Percebem, certamente, a ideia que pretendo partilhar convosco. Contudo, para que não fique uma dúvida, ainda darei mais um exemplo. Eu só posso e quero ouvir, em perfeito exclusivo – como, efectivamente, merecem – o Miserere de Pärt, o Ave Verum Corpus de Mozart, o Parsifal de Wagner, o Falstaf de Verdi, ou a Missa em Si de Bach, tal como não posso deixar de gozar, em perfeito exclusivo, a leitura das páginas de Guerra e Paz de Tolstoi, ou beneficiar do David, na Accademia de Florença ou do Genesis do tecto da Capela Sistina, em Roma, ambas de MichelAngelo.

Tal não significa que, conduzindo o automóvel, não ouça os CD que me apetece ou a música, nomeadamente erudita, transmitida pelos postos de rádio nacionais e estrangeiros. Quando o faço, e faço-o sempre que conduzo, assumo perfeitamente tratar-se de uma audição outra.
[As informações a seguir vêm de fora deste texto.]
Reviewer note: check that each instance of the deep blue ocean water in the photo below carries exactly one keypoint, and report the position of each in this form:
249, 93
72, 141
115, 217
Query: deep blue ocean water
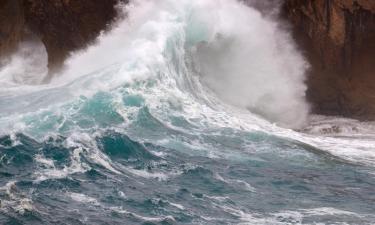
183, 114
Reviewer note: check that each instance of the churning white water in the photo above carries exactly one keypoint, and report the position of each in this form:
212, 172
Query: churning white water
219, 62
Embora, na sua essência, a Música continue a mesma, sempre e, portanto, também na altura em que conduzo, apesar de aquela Música me gratificar, a esmagadora maioria das minhas capacidades essenciais está projectada na condução e, apenas em percentagem residual, muito secundariamente, na Arte que me chega aos ouvidos.
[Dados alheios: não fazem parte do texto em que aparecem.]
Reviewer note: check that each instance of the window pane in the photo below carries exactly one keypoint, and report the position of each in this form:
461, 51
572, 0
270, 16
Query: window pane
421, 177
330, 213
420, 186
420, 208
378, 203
Pela estrada fora, o que eu faço é menorizar, apoucar a peça de Arte que ali se faz ouvir, passando-lhe um estatuto que não merece. É tão simples quanto isto e as coisas devem ser chamadas pelos seus nomes…
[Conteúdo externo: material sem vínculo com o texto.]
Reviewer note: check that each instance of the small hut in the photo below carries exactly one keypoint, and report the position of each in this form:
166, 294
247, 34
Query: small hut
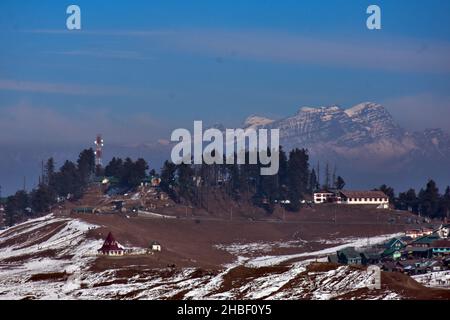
155, 246
111, 247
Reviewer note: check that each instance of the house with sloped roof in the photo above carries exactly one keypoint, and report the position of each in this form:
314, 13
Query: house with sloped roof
349, 256
440, 247
425, 241
111, 247
155, 246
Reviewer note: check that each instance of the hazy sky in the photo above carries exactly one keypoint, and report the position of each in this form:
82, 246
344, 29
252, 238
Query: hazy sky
136, 70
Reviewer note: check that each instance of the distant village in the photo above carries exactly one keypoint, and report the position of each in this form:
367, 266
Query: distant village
419, 251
*Portanto, de acordo com os elementos que forneço, o melhor será consultarem o documento no Youtube.

4 comentários:

Miguel Seabra disse...

Amigo João,
Vi a coisa no Youtube. Tens toda a razão. O que não falta por aí são confusões como a deste exemplo. O teu texto é muito bom. Já estou farto de te dizer mas tu não dás o passo: publica estas coisas. Saudoso abraço, Miguel Seabra

Carlos Sousa disse...

Amigo,
Gostei do seu texto. Sempre muito oportuno e a acertar no alvo.
No dia Mundial da Música o que nos aconselha o especialista?
Abraço, Carlos Sousa

Anónimo disse...

Pois é mas a maioria das pessoas trata a música como uma arte menor.É só para servir de fundo para outras actividades. Temos a cabeça tão cheia de outras coisas e preocupações que não dá para encarar uma obra musical como uma estátua ou como um poema porque a música sugere muitas relações.

Pedro Lemos disse...

Caro Professor,
Sim senhor: mais respeito pela arte de Orfeu. Afinal toda a gente usa e abusa. Tenho a impressão que só umas aves raras como o João Cachado é que chamam a atenção para o óbvio. Parabéns e obrigado.